Mahkememizin 01/11/2021 tarihli celse ara kararı uyarınca Dosyanın mali bilirkişi …’a tevdi edilerek, mahkememize daha önce sunulan bilirkişi raporlarındaki tespitler de gözetilerek, (davalı müflis iflas masası vekilleri ile de irtibata geçilerek) davalı müflis şirketin davacı ile olan ticari ilişki içinde olduğu yıllara ilişkin ticari defter ve kayıtlarının yerinde incelenmek suretiyle, davacı tarafın davalı müflis şirketin iflas tarihi itibari ile kayıt kabule esas alacak miktarının belirlenmesinin istenilmesine karar verilmiştir.
Bilirkişi raporunda özetle;
Sayın Mahkemeye sunduğum …. İflas Dairesi … iflas dosyasında görevli iflas idare memurlarından talep ettiğim belgelerin Sayın Mahkemeye yada bilirkişi olarak tarafıma sunulmasını,
İflas İdare memurlarının sorumluluk alanında olan taleplerimin yerine getirilmesi konusunda Sayın Mahkemenin ilgili 1. İflas Dairesi … İflas dosyasına gerekli uyarı ve bilgilendirmenin yapılması ve ilgili İflas İdare Memurlarına bu belgelerin teslim için gerekli uyarıların yapılması,
Sayın Mahkemeye ya da tarafıma İflas İdare Memurlarınca hazırlanacak belgelerin teslim edilmesi durumunda raporu düzenleyebileceği, beyanında bulunulmuştur.

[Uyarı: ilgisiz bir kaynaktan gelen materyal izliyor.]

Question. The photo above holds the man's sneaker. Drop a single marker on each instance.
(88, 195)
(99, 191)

Mahkememizce 2 nolu celsede ön raporu sunan SMM bilirkişinin raporunda eksiklik olarak belirtmiş olduğu kayıtlar açısından İstanbul 1. İflas dairesinin … iflas dosyasının iflas iadere memurlarına davalı müflis şirketin 2011,2012 ve 2013 yıllarına ait ticari defter ve kayıtların incelenebilmesi için bulundukları yerden iflas dairesine getirilmeleri ve mahkememize bildirilmesi hususunda muhtıra çıkarılmasına karar verilmiş, bu hususta iflas dosyasının bulunduğu iflas dairesine müzekkere yazılmıştır.
İflas Dosyasında görevli iflas idare memurlarınca 03/02/2022 Tarihli İflas İdare Kararı Gereğince; “İstanbul 12. Asliye Ticaret Mahkemesinin 2021/593 Esas sayılı dosyasından gönderilen müzekkereye yanıt yazılarak müflis şirkete ait 2013, 2012, 2011 yıllarına ait ticari defterlerin fabrika binası içinde bulunduğu, iflas müdürlüğünce iflas tarihinden geriye dönük 3 yıllık defterlerin ibraz edilmesi halinde saklanma yükümlülüğü olduğu, daha eski defterlere ilişkin iflas idaresi olarak herhangi bir bilgimizin bulunmadığı, buna ilişkin müflis şirket eski yetkililerinden talepte bulunulabileceğinin bildirilmesine karar verildi” yönünde karar verilmiştir.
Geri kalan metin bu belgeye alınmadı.